From a recent presentation, TVW explains that "People are not so much categorizing, as providing a means to connect items (placing hooks)," and that helps me get at what I'm looking for here. At the risk of trotting out another binary, there's a product/process difference here. Folksonomies involve order on at least two levels. One is the personal vocabulary of a given user; folksonomies are intrinsically social to the same degree that language is, but they need not involve multiple users (although they often do). This is TVW's distinction between broad and narrow folksonomies, I think. A narrow folksonomy is likely to express order only at this first level, in terms of a user's vocabulary. The second level of order comes from the broad, more social folksonomies, where many people are tagging the same object so that particular patterns emerge. For example, the top 10 or so tags for the article I just linked are folksonomy/folksonomies, tagging, tags,, flickr, metadata, socialsoftware, classification, taxonomy, and article. The tags across users (250 or so in this case) acquire a certain amount of stability.

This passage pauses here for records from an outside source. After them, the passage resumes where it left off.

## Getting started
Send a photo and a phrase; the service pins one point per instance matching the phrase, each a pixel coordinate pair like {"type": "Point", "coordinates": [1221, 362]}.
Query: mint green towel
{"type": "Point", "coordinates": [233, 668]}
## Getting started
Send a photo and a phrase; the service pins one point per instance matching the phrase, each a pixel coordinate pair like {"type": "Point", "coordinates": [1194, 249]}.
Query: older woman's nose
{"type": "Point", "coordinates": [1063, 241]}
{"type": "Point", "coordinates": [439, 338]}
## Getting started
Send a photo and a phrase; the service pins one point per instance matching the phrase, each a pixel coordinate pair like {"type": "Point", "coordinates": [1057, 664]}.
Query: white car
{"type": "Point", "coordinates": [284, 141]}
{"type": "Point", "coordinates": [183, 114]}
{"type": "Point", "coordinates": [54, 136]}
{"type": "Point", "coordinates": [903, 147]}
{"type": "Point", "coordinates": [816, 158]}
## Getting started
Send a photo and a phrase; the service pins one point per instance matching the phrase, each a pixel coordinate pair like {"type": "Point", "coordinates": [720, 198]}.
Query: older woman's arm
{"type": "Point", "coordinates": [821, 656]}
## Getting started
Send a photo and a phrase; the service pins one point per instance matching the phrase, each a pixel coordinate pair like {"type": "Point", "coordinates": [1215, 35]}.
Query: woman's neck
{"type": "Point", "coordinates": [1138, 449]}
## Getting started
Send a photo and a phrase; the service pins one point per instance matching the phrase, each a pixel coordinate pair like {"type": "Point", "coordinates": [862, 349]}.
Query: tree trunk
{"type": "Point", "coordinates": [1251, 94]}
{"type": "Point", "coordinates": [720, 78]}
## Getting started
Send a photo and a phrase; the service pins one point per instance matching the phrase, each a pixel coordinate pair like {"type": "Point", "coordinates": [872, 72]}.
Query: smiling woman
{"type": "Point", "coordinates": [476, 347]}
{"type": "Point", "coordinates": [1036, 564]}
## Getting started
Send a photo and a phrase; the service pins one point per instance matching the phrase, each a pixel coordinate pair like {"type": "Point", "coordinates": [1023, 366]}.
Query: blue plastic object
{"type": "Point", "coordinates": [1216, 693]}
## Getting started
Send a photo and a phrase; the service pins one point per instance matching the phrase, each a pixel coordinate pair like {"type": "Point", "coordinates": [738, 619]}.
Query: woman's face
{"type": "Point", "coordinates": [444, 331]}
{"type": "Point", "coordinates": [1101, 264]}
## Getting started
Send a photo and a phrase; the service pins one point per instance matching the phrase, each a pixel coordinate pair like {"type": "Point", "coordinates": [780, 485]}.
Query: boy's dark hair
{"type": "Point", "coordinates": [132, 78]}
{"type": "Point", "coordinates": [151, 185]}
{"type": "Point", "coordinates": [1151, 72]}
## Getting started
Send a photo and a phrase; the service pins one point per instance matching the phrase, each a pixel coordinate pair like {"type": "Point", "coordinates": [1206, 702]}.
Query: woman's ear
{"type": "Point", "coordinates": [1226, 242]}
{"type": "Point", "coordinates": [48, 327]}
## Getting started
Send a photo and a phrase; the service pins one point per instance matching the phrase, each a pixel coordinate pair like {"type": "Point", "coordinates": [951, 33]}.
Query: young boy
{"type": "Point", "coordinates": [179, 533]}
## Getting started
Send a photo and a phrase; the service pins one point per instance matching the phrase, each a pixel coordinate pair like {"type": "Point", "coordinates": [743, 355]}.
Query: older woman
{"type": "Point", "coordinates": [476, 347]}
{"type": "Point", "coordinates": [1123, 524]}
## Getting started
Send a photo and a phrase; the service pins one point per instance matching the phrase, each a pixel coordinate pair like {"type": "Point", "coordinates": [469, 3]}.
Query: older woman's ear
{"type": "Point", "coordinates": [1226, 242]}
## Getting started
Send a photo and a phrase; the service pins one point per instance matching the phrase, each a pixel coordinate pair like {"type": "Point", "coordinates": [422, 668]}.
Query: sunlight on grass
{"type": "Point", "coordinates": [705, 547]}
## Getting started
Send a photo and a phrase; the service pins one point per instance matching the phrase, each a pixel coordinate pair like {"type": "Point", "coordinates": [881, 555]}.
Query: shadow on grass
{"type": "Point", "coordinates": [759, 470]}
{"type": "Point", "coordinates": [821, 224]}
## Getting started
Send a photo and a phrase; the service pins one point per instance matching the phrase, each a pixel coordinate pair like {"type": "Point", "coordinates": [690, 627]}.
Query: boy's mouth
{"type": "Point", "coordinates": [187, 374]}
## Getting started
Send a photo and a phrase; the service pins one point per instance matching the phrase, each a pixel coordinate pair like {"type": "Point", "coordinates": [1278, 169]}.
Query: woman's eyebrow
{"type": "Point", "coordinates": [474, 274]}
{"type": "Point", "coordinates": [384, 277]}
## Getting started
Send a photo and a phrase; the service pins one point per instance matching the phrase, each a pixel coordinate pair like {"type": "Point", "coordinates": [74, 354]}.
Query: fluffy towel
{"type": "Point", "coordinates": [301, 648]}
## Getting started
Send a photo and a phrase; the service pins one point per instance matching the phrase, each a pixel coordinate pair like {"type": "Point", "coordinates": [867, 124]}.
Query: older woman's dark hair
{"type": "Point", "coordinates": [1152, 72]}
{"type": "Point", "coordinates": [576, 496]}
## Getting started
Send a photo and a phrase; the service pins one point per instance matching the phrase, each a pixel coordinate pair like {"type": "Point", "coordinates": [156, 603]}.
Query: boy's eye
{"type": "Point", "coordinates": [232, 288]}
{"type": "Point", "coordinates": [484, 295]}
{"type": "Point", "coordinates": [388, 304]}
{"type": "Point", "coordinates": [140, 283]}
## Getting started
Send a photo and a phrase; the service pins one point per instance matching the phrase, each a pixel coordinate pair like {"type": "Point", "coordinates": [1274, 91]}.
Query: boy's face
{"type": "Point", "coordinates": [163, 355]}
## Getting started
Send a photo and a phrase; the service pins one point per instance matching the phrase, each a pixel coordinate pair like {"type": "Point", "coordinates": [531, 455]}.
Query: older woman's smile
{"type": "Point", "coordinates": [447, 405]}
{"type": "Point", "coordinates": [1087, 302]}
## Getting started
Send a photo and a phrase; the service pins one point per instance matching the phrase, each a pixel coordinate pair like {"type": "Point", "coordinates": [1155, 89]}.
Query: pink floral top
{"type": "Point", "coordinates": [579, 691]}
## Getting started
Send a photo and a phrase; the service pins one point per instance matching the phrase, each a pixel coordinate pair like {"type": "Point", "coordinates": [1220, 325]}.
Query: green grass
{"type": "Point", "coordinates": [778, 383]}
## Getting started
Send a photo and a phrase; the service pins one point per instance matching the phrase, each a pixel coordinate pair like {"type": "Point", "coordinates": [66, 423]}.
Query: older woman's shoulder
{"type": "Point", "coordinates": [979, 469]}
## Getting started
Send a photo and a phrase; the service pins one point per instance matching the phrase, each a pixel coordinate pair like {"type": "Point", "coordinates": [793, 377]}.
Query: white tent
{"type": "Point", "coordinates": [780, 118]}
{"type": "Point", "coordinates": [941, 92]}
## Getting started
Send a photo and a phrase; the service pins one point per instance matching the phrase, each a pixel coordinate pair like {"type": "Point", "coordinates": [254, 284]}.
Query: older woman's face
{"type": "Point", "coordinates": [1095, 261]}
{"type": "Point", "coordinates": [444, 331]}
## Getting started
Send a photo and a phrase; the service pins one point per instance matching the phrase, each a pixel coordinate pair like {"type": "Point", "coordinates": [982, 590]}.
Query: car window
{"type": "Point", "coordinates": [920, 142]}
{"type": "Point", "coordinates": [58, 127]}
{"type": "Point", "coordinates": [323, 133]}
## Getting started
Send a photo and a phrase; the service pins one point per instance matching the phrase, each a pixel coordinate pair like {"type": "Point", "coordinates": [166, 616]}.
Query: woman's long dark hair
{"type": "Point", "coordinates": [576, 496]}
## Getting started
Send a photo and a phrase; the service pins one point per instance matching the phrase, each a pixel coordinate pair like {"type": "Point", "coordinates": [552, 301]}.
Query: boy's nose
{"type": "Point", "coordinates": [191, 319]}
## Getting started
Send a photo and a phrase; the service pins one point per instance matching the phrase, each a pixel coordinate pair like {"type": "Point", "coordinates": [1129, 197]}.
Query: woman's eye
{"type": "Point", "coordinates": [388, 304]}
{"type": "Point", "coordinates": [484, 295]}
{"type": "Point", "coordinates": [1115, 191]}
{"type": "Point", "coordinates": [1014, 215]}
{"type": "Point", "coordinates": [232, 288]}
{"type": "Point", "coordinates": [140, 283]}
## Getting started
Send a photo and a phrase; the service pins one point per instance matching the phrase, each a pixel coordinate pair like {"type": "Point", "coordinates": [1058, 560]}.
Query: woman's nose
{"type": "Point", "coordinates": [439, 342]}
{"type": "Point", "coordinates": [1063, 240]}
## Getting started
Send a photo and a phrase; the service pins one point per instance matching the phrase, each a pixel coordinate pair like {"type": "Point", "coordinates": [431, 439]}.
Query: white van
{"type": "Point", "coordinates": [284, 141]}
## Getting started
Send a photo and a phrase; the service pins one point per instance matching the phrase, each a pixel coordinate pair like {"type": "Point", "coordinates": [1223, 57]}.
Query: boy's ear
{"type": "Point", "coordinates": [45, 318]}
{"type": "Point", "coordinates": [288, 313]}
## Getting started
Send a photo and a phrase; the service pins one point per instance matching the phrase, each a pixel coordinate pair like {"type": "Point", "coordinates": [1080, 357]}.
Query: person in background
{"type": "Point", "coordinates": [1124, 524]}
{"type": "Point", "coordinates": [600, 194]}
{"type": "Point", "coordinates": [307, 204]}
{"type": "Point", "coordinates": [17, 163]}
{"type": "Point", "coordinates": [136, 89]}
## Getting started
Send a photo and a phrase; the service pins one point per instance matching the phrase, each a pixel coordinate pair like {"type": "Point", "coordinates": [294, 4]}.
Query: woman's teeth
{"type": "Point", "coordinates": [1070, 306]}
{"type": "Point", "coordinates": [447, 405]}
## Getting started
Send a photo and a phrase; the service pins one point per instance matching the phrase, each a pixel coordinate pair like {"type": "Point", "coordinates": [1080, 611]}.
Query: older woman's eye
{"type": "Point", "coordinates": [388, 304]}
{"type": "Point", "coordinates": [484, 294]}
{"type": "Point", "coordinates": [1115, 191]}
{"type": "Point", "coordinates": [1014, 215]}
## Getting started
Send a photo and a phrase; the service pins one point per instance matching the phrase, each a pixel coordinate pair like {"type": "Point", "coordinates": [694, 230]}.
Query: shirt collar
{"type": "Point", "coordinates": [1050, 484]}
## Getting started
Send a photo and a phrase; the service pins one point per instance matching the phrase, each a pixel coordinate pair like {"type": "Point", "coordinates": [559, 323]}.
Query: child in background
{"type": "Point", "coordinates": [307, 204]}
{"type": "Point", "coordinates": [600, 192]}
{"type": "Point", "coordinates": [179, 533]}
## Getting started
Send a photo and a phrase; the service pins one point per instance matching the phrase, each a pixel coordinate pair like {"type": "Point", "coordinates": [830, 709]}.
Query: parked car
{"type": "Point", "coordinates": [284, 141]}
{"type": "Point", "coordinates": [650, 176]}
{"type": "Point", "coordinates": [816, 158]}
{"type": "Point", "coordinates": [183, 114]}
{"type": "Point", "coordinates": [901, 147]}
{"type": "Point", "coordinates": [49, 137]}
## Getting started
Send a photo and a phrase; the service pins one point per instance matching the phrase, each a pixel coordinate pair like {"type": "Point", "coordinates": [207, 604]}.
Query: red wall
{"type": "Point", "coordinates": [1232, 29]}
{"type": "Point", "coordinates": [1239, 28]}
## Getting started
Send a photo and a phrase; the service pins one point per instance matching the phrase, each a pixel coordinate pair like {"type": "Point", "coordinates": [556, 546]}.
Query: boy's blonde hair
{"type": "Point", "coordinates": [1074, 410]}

These two "levels of order" I'm describing correspond, I think, to TVW's two "triads" (slide 32 of the presentation linked above)--one grounded in "identity" and the other in "community." The trick, I think, is that for taxonomies, there is no corresponding "identity triad," and so setting the two in simple binary form predisposes me to see only the second level of order as being "properly" described by folksonomy. And thus I was initially tempted to say that folksonomies are necessarily social (in the multiple user sense).

In a sense, then, I guess I'm working around to the idea that folksonomies are activities rather than systems or products, despite the fact that things like tagclouds, as visualizations of those activities, offer a static impression of those activities. A lot of the analysis that I see in TVW's work speaks of the trending that folksonomies allow, and that works for me with defining it as an activity--there's an extent to which a single tagcloud, produced in a given moment, only has value when it can be compared synchronically (to other clouds) or diachronically (to other versions of itself).

That's probably enough for now. I've got 3 or 4 wiggling threads that I want to pull on a bit more, but it's getting late. And before you say it in my comments, yes, I realize that I'm arriving here at ideas that have been circulating for more than a year. My point here hasn't been so much to say something new as to say it for/to myself.